Sports Direct founder blames online shopping for warehouse problems
08/06/2016
                    Mike Ashley, the founder of Sports Direct, said his organisation’s workforce had to grow steeply when consumers began to place large numbers of small-volume orders over the internet. In particular, the numbers of people working at the company’s biggest distribution centre at Shirebrook, near Mansfield in England, increased quickly. The site now employs more than 3,000 people, all but 200 of them hired from employment agencies.
This policy of using agency employees has attracted widespread criticism. Trade union organisations and undercover journalists said at the end of 2015 that workers had to wait in a line at the end of the working day to go through a security search before leaving the premises because Sports Direct is concerned about employee theft. Sports Direct distributes footwear, clothing and equipment on behalf of most major sports brands and itself owns a number of brands (including Lonsdale, Slazenger, Dunlop and Everlast). Delays meant people were often unable to leave on time but received no pay for the extra time they were on site.
Politicians in the UK have taken note and, on June 7, Mr Ashley was asked to give evidence to a parliamentary committee. Questioned on this matter by members of parliament, he said he accepted that on the specific point of people having to wait in a queue, unpaid, to go through security and “for that specific time” workers were being paid below the legal minimum wage. He said the company had addressed this problem, and other criticisms since the end of 2015. He explained that the security area through which workers leave the distribution centre is “now ten times the size, and hundreds of people can walk through per minute”.
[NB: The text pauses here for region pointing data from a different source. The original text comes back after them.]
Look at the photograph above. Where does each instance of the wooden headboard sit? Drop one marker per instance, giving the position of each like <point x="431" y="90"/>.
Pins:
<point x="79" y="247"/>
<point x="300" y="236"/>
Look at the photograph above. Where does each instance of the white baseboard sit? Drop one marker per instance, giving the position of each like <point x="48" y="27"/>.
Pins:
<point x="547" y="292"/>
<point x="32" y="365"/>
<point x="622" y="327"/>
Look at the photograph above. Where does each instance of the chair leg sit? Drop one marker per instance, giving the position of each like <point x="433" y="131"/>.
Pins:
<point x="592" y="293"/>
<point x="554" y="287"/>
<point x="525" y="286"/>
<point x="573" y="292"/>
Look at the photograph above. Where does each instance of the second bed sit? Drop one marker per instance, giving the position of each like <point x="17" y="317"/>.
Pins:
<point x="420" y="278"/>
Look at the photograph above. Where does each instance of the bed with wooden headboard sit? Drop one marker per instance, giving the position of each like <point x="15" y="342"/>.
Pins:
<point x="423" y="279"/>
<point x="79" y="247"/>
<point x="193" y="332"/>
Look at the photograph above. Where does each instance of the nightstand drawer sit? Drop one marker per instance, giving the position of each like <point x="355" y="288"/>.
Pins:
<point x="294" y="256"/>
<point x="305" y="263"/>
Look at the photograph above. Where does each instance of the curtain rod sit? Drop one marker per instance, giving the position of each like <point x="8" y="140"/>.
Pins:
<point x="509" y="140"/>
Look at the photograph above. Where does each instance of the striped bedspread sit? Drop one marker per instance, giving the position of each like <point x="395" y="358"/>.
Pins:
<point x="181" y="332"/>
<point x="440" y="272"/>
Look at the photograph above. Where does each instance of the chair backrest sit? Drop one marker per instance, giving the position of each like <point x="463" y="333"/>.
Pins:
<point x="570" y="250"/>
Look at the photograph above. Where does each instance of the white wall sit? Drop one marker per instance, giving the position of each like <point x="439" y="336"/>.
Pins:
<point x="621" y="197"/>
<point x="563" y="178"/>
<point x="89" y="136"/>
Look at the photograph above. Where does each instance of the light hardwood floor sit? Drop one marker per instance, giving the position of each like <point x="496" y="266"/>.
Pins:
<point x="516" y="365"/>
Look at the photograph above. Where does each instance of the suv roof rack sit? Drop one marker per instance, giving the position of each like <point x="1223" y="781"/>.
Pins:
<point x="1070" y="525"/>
Asked by the politicians why his company, which reported turnover of almost £3 billion in 2015, hires fewer people directly than from agencies, he said the rise of internet shopping was the main reason. Mr Ashley explained: “It would have been impossible for us to grow as we have grown over the last 10 years and have taken all those people on ourselves. We could not have done it; it would have been physically impossible. No one could have predicted that internet growth; it came out of nowhere and it requires ten times the people that [traditional] retail does.”